Here is what I got to work for what I wanted - not sure if it is the best solution or not? I'm still kind of new to PHP.

<?php if ($recipe->hassliderimage5 == true) { ?>
      <div id="sliderimageFive" class="item">
            <?php   
                $recipe->show_image_carousel5();
            ?> 
       </div>    
<?php } ?>

Answer 1

You seem to make the mistake to create your view before collecting the data that has to be displayed. A more logical application structure would be to fetch the data from the database, validate it and then create your view according to the amount and type of data you have.

Also, take a look at this: Why shouldn't I use mysql_* functions in PHP?

Answer 2

I can't comment cause i have not enough reputation, so i try it with an answer.

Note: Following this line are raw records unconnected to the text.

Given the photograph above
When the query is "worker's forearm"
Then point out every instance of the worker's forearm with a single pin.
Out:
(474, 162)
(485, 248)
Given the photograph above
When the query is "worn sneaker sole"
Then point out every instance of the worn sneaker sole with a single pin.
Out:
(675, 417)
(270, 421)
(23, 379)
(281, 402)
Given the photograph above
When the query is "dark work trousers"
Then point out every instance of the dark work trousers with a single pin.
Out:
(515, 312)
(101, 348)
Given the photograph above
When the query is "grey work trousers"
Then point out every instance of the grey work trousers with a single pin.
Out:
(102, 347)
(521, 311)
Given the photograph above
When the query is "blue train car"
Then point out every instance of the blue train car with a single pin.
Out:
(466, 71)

why you are using the trim on mysql_result($this->result,0,"imageCarousel5") != '' this code will give you either true or false no string you have to trim

Maybe you want to trim the return of mysql_result and then check if its empty

if (trim(mysql_result($this->result,0,"imageCarousel5")) != '') {$this->hassliderimage5 = true;} else {$this->hassliderimage5 = false;}

Answer 3

Try this test:

<?php if (filter_var(recipe->hassliderimage5, FILTER_VALIDATE_BOOLEAN) == true) { 
   $recipe->show_image_carousel5();
} else {
   // do other
}
?>

if return true if the value of 'recipe->hassliderimage5' is "1", "true", "on" and "yes"

Enjoy your code!